Nadia Myre Scar Project, Archive
N. Myre, 2012
In 2005, I initiated The Scar Project, an ‘open lab’ experience where people sew, with various fibers and threads on canvas, a representation of a physical, emotional, psychological scar they may have, and write out the accompanying narrative. Over the last 8 years canvases and texts have been created in workshops with youth groups, cultural centres, seniors centres, prison circles, missions and schools, and subsequently exhibited in galleries and museums in Canada, the United States, and most recently, Australia, as part of the 18th Biennale of Sydney. The Scar Project is a vehicle for people to anonymously share their personal traumas with others, creating a space that is simultaneously contemplative and transformative. It is a study in symbology as well as an emotional census of how we describe our wounds, both literal and metaphorical. With over 1400 canvases and texts collected, I begin the task of cataloguing and creating the Scar Project, Archive.

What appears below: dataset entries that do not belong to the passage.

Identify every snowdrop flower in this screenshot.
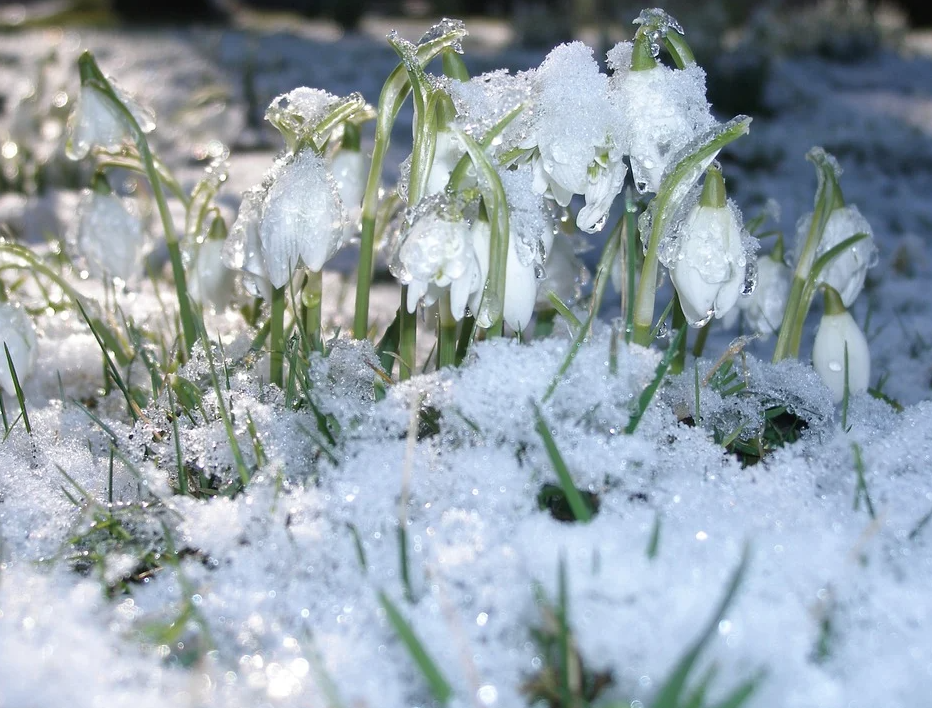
[187,217,235,312]
[67,187,146,281]
[796,205,877,307]
[812,288,871,403]
[665,168,748,327]
[259,150,346,288]
[330,149,369,240]
[608,40,715,193]
[0,302,39,396]
[536,235,589,309]
[65,78,155,160]
[469,219,538,332]
[524,42,627,233]
[733,254,792,337]
[221,186,272,300]
[392,202,484,320]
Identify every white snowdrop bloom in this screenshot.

My project with OBORO is to create an immersive multimedia installation based on stories culled from the Scar Project, Archive. The piece consists of 100 audio recordings each associated to specific projected video capsules or series of still images. Using sensors, location software, and MAX/MSP Jitter programming, viewers will trigger the media by walking through the space. According to the point-of-view of the narrative, each story will be spatially mapped into quadrants (life, death, spirit, body), which will act as a metaphorical compass guiding the viewer through the work. This new piece will be presented in the fall of 2014.
N. Myre, 2012
Nadia Myre is a visual artist from Montreal (Quebec) whose multi-disciplinary practice is inspired by participant involvement as well as recurring themes of identity, language, longing and loss. She is a graduate from Concordia University (M.F.A., 2002) and a recipient of Les Elles de l’art (2011), CALQ’s Prix à la création artistique pour la région des Laurentides (2009), and an Eiteljorg Fellowship (2003).